Für ihn, sagt Peter Höffken, dulde der Jäger keine Konkurrenz. Deshalb jage er die, die ihm die Beute streitig machen, Fuchs und Dachs etwa. Dass deutschlandweit 400 000 Füchse pro Jahr gejagt werden, um so selten gewordene Arten wie das Reb- oder Auerhuhn zu schützen, lässt Peta als Argument jedenfalls nicht gelten. Greiner hält entgegen: „Ja, der Lebensraum hat sich massiv verschlechtert, deshalb sind Arten selten geworden. Aber davon haben auch Fressfeinde profitiert.“ Man brauche beides: die Aufwertung des Lebensraums und die Jagd auf Beutegreifer.
„So weit liegen wir doch gar nicht auseinander“
Bis in die 1980er-Jahre wurde das Rebhuhn selbst gejagt, weil das Fleisch als Delikatesse gilt. Heute fehlt der Art durch die Kultivierung der Landschaft der passende Lebensraum. Diese Misere habe der Mensch zu verantworten. „Doch der schiebt die Schuld heute den Raubtieren in die Schuhe. Deshalb werden die getötet“, sagt Höffken. Dieses „Zuschieben von schlechten Eigenschaften an Wildtiere“ würden Jäger nutzen, um Jagd zu rechtfertigen. Für ihn gilt das Tierschutzgesetz: Kein Tier darf ohne vernünftigen Grund getötet werden.
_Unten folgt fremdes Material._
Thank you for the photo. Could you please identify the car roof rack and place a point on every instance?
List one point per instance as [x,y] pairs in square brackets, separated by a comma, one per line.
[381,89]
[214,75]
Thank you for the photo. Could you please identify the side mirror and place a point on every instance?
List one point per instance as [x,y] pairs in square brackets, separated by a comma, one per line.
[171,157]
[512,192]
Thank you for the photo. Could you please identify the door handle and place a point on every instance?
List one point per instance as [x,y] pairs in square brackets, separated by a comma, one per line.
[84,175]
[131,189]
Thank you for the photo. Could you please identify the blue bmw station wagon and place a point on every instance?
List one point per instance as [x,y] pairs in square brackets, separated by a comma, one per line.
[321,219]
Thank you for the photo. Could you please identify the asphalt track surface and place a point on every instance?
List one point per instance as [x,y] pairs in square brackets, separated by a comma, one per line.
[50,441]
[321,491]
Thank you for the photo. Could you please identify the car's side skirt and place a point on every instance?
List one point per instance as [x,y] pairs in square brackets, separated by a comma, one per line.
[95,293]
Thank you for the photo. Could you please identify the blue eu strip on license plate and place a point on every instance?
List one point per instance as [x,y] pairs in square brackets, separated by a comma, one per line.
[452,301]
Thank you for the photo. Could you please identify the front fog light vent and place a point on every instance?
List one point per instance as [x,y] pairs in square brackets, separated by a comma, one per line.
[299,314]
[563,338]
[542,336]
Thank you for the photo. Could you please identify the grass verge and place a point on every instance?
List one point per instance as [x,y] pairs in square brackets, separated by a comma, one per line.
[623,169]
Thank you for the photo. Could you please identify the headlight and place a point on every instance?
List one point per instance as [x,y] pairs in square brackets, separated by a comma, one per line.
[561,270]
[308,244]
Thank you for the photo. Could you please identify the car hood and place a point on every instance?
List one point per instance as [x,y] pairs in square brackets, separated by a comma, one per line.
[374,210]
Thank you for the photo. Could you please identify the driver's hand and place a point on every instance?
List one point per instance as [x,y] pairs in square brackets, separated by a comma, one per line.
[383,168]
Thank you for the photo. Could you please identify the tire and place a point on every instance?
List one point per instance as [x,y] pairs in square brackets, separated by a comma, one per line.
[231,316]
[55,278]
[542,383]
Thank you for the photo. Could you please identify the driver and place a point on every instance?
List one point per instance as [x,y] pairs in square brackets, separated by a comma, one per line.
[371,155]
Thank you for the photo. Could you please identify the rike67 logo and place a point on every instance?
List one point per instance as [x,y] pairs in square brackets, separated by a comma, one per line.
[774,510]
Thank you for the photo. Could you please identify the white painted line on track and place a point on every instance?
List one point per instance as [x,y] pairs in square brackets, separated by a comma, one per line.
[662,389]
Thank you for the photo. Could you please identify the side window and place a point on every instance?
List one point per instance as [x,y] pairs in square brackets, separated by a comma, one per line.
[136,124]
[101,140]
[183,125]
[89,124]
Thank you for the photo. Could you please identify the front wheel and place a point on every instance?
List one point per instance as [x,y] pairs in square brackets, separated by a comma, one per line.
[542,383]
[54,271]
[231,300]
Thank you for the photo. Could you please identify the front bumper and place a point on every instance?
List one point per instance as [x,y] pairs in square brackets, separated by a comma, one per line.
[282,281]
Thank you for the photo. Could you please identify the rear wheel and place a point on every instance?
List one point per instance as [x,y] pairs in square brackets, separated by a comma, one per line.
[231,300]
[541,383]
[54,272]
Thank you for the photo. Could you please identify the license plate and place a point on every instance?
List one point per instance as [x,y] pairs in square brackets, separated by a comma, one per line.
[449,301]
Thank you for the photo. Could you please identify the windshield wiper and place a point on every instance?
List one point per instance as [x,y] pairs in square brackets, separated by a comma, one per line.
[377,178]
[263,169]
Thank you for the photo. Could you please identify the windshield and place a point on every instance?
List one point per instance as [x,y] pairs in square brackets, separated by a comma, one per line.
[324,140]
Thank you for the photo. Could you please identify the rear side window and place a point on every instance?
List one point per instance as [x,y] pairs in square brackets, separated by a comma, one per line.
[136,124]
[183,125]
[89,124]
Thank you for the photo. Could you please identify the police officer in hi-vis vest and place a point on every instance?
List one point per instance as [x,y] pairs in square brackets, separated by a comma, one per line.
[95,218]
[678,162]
„Ich wusste, dass wir da landen“, sagt René Greiner. „So weit liegen wir doch gar nicht auseinander.“ Dem Landesjagdverband liege es am Herzen, Erkenntnisse aus der Forschung in die Reviere zu tragen. Dass ein Reh Pflanzen frisst, sei das Natürlichste der Welt. Man wisse heute aber, unter welchen Bedingungen Verbiss nicht zum Problem wird. Rehe seien Feinschmecker und brauchen Ruhe zum Widerkäuen. Dann müsse man schauen, dass es eben dort ungemütlich wird für die Tiere, wo aufgeforstet werden soll.
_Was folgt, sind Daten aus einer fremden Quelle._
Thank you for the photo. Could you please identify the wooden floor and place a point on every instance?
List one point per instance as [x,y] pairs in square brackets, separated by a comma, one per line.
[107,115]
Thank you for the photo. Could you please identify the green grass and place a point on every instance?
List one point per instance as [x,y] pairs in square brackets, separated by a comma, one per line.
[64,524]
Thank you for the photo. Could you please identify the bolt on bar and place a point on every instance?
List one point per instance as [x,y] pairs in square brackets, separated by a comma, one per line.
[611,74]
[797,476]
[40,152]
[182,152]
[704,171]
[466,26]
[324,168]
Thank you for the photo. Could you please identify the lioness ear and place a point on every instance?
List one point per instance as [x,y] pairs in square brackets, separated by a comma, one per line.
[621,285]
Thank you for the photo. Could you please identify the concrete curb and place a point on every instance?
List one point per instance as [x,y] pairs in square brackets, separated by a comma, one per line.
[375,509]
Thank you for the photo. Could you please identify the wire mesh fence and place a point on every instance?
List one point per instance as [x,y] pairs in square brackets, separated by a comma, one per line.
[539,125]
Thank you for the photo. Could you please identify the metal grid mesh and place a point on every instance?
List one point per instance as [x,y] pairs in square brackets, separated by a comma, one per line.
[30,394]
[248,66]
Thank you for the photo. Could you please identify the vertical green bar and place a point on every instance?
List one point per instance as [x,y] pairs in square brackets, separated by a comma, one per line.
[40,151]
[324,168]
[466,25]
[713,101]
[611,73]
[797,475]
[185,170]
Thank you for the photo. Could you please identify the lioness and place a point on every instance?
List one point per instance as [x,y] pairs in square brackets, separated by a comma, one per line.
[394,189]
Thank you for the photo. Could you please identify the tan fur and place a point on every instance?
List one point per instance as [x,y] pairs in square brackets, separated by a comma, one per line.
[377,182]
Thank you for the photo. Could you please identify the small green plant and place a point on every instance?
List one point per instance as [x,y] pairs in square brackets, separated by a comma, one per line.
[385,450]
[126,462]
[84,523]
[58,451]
„Das Schwarz-weiß-Malen liegt uns fern“, sagt der Chef des Landesjagdverbands. Er verweist auf das Jagd- und Wildtiermanagementgesetz, das seit fast zehn Jahren in Baden-Württemberg gilt und gerade im Tierschutz deutlich höhere Maßstäbe ansetzt als in anderen Bundesländern. Alle drei Jahre veröffentlicht das zuständige Ministerium zudem einen Wildtierbericht, der Empfehlungen für eine Nachsteuerung enthält. Peter Höffken widerspricht nicht. Aber er wünscht sich, dass jede Fuchsjagd genehmigt werden muss. „Dieser pauschale Freibrief ist falsch.
Am Ende des Spaziergangs geben sich beide Männer nicht nur die Hand, sondern tauschen die Visitenkarten aus. Sie wollen im Gespräch bleiben.
Landesrecht für die Jagd
Seit November 2014 hat das Land Baden-Württemberg ein Jagd- und Wildtiermanagementgesetz (JWMG), das mit einer Durchführungsverordnung (DVO) nicht nur die Ziele der Jagd regelt. Neben Jagd und Hege ist das Wildtiermanagement eines der drei Bestandteile des Jagdrechts. Die dem JWMG unterstellten Tierarten werden dabei drei Managementstufen zugeordnet, dem sogenannten Nutzungs-, Entwicklungs- oder Schutzmanagement.
Entscheidend für die Zuordnung ist, ob die Bestände der jeweiligen Wildtierarten in ausreichender Größe, Vitalität und Stabilität vorkommen und ob geeignete Lebensräume in Baden-Württemberg vorhanden sind. Alle drei Jahre wird die Zuordnung zu den Managementstufen im Rahmen des Wildtierberichtes überprüft und gegebenenfalls verändert.